Among the early mortgage payoff schemes I have looked at in recent years, this is perhaps the most outrageous.
The STH plan makes other early payoff plans look benign in comparison. The others ask you to pay them for showing you how to accelerate the repayment of your mortgage with your money. Their deceit is in making you believe that you couldn’t do it without them.
In contrast, STH promises that if you pay them $4,500 upfront, have 20 percent equity in your house, and add them to your deed as a co-owner, they will make your mortgage payments for three years. At the end of that period, they will deliver a paid-up mortgage to you, remove their name from your deed, and cut a check to you for the current appraised value of your house.
To illustrate the absurdity of this, assume I have a $300,000 mortgage balance on a $400,000 house. If I believe them, my investment of $4,500 would grow to $700,000 in just three years! That’s a return of 196 percent per year, without any assumed appreciation.
The appeal of the STH plan is the out-sized return on investment, rather than an accelerated pay-down of the mortgage balance. It is similar in many respects to the mortgage loan warranty programs I have written about in the past (see “Is This Mortgage Warranty on the Level?” on my Web site). However, STH promises returns three or more times higher than the warranty programs.
Even the most gullible consumers, who secretly believe that some day a good fairy is going to solve all their financial problems, need an explanation of how such a high return is possible.
The STH story is based on an erroneous interpretation of fractional reserve banking. Its interpretation is that any commercial bank has the capacity to expand its deposits and assets by a multiple of an increase in its cash reserves.
For example, if banks must hold reserves against their deposits of 12.5 percent, a bank at which STH deposits $100,000 of homeowner equity convertible into cash could create $700,000 of additional deposits. In the process, it would add the same amount of loans or investments, which will fund the outsized returns STH promises its clients.
There are three fatal flaws in this story. First, it is not possible for an individual bank to expand in the manner described above.
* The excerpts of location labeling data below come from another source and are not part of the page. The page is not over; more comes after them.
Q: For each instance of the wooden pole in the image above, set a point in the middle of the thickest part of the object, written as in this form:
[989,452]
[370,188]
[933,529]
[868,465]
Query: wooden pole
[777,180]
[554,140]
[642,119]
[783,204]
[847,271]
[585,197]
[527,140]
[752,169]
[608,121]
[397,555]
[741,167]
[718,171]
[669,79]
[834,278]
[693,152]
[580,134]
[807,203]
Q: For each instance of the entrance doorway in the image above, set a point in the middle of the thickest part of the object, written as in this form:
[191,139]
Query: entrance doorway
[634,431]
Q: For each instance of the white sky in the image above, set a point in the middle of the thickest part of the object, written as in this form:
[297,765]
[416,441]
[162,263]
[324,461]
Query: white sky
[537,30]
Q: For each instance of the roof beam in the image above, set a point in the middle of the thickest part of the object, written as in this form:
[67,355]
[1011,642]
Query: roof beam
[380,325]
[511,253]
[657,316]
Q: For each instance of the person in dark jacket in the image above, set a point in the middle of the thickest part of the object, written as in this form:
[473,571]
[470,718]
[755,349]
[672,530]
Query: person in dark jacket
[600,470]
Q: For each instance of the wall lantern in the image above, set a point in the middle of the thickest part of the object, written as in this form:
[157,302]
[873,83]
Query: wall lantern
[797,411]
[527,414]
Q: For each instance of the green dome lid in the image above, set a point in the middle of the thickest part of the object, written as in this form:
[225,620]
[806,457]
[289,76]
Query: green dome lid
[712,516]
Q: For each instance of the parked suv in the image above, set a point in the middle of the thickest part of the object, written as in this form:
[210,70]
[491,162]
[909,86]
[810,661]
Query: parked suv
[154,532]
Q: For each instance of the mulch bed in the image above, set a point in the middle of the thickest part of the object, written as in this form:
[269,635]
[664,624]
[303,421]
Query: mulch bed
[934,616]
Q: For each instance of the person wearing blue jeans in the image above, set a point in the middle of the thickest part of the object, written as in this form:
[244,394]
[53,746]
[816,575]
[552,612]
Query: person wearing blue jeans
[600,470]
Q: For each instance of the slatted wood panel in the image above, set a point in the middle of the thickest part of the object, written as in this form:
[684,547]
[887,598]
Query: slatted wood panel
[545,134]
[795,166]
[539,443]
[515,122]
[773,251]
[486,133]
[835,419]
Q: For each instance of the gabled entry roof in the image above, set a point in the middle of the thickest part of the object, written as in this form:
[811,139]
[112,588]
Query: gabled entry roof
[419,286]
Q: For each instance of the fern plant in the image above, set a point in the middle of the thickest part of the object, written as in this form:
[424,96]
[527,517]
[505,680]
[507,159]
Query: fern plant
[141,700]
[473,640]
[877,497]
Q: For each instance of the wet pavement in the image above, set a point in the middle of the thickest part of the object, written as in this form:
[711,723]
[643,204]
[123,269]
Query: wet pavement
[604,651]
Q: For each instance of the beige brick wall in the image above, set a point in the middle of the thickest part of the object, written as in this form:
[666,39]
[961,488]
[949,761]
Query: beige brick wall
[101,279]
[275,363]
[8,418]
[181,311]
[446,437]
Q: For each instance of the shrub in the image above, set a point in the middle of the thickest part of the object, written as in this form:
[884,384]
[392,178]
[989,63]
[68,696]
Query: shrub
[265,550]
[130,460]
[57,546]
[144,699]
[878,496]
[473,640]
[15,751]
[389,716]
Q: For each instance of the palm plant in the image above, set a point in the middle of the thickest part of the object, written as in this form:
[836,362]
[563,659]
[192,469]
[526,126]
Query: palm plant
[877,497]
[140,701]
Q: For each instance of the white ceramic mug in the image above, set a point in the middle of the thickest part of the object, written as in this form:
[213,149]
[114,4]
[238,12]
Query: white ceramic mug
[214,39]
The bank receiving a cash deposit of $100,000, which is subject to a reserve requirement of 12.5 percent, can increase its earning assets only by $87,500, not by $700,000. This is what every banker will tell you, and they are right. Anyone interested in the technical details will find them in the Web version of this article.
The second flaw is that even if it were possible for a bank to expand in the manner assumed by STH, the bank couldn’t possibly earn enough to pay the returns that STH promises. If their deposits were costless and they earned 9 percent on their assets, they would have to expand by a factor of 20 (not six or seven) just to cover their cost.
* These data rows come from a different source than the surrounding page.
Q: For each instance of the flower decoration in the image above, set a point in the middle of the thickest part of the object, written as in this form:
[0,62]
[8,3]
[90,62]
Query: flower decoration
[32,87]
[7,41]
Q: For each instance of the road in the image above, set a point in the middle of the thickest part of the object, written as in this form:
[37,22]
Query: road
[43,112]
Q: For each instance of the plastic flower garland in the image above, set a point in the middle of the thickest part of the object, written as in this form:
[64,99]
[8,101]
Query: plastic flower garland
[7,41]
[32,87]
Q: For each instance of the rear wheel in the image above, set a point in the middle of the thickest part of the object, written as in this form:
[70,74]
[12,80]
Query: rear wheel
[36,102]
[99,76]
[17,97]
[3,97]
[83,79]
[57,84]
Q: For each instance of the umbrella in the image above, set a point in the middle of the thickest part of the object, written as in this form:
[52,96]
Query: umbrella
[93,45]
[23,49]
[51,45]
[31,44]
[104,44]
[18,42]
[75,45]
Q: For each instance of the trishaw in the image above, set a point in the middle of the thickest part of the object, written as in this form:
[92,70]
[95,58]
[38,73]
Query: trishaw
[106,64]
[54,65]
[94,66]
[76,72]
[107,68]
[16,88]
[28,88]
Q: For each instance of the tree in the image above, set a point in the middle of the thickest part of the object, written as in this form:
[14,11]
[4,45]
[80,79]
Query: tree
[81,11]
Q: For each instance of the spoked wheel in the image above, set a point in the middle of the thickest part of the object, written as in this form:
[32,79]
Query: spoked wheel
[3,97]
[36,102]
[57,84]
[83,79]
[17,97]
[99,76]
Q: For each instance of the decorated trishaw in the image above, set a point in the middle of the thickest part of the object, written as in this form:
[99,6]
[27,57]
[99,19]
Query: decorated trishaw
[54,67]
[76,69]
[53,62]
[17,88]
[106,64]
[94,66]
The third flaw is that STH cannot deliver the cash reserves that banks need to expand their loans and investments. There is no legal way that partial ownership of a mortgaged home can be converted into cash assets of use to a bank.
STH claims it is working with 250 banks, but will not identify any of them.
In response to my inquiry, STH said that it was dropping its requirement that it be placed on the deed. However, the company will have your credit report, Social Security number and copies of your deed, mortgage, note and appraisal. In unscrupulous hands, these permit an enormous amount of mischief.
If you have $4,500 and want to pay down your mortgage, send it to the lender marked “apply to principal.” This will work for sure.